Григорий поморщился.

— Ну какой там ответ? Ответа не будет.

Толстяк вдруг тронул его за локоть.

— Может быть, что-нибудь словесно? Что скучаете, тоскуете, думаете и все такое, а? О работе что-нибудь?

— Она не интересуется археологией, — косо улыбнулся Григорий, — а тосковать… Нет! Скажите: тосковать мне некогда. Целые же месяцы в пустыне. Не бреюсь по декадам. В городе не бываю.

— Женат? — поинтересовался толстяк.

— Женат! — жестко, с нажимом подтвердил Григорий и посмотрел ему в глаза. — Да, я женат, и вы хорошо знаете мою жену. Вот если зайдет разговор — впрочем, он не зайдет, — скажите: живем мирно, не ссоримся, — что еще? Ну, о чем она спросит, о том и расскажите.

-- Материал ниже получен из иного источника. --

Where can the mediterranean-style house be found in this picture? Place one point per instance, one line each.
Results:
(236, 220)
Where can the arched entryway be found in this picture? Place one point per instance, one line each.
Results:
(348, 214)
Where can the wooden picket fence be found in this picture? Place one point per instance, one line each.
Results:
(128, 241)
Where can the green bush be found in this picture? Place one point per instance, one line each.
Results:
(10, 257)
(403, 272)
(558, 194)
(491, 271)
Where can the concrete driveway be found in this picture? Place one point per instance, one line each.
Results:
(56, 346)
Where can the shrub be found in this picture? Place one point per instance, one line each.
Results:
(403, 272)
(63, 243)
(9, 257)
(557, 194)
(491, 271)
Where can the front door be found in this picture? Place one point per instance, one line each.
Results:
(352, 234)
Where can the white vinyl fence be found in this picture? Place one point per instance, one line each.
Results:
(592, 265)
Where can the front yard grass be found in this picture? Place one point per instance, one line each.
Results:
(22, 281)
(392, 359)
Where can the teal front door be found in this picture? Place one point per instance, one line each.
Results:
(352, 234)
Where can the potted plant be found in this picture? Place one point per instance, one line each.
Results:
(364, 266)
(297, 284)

Вот так, значит. А билет она…

Толстяк взял шляпу.

— Все расскажу и привезу вам ответ.

V

Когда на другой день Екатерина Михайловна зашла в клинику к профессору, он, уже без халата, стоял перед фаянсовой раковиной и мыл руки.

— Ну так что, получилось? — спросила она.

Он посмотрел и отвернулся к раковине:

— Дал!

— Таки дал! — жадно подхватила она и села.

— При мне написал пару строк и дал, — ответил профессор и сорвал полотенце. — Вот, кажется, у меня здесь, посмотри-ка, в этом кармане. У меня руки мокрые! Нашла? Нет? A-а! Ведь я был не в этом костюме. Там всего две строки! Ну, вот и все! Говорить с ним об этом не надо, слышишь?

— Слышу, — ответила она. Ее сердил тон профессора.

Тот скомкал полотенце и швырнул его на диван, потом подошел к шкафу и надел пальто.

— Идем! Проводишь меня до министерства. Он что, уже уехал?